In a groundbreaking development, France is reportedly considering a significant shift in its iGaming industry. Sources indicate that Française des Jeux (FDJ), previously a state-run gaming operator, might be handed the reins of the entire online casino market. This proposed monopoly has stirred discussions and raised eyebrows in the gaming community, as it could drastically alter the current competitive landscape.
The Backdrop: Regulation and Revenue
The context of this potential move is rooted in ongoing parliamentary debates in France concerning the regulation of ‘Jonum’ – a legislative framework aimed at governing games with monetizable digital objects, including Web3 and blockchain gaming. Key industry bodies such as the French Association of Online Gaming (AFJEL) and Casinos de France (CdF) have been actively involved in shaping the future of iCasino regulations. Amid these developments, FDJ is speculated to launch its online gaming operations soon, potentially coinciding with the European Commission’s review of France’s relevant laws.

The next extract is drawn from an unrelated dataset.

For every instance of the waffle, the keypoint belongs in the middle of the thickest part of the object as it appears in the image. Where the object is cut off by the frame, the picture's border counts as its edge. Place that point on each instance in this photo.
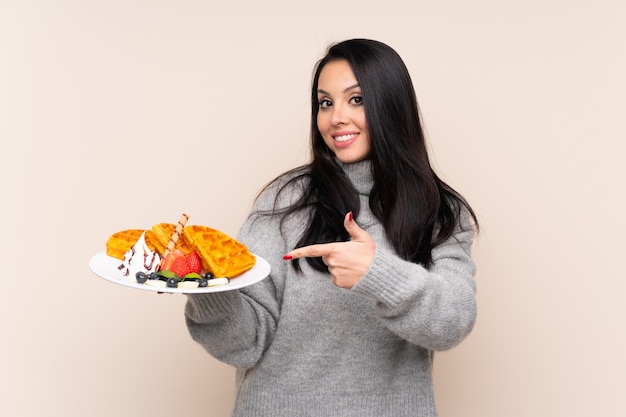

The French government’s interest in such a monopoly could be financially motivated. FDJ, which the government partially owns, contributes significantly to France’s gambling market revenue. By controlling the iGaming sector, FDJ could provide a stable revenue stream to the government, especially if efforts to block illegal gaming sites are successful. This move could also be a strategy to combat the substantial revenue generated by over 500 unlicensed gambling websites in France.
The Road Ahead
If this plan proceeds, it’s likely to face legal challenges and intense scrutiny from industry stakeholders. The potential monopoly by FDJ could redefine France’s iGaming sector, impacting both domestic and international gaming businesses.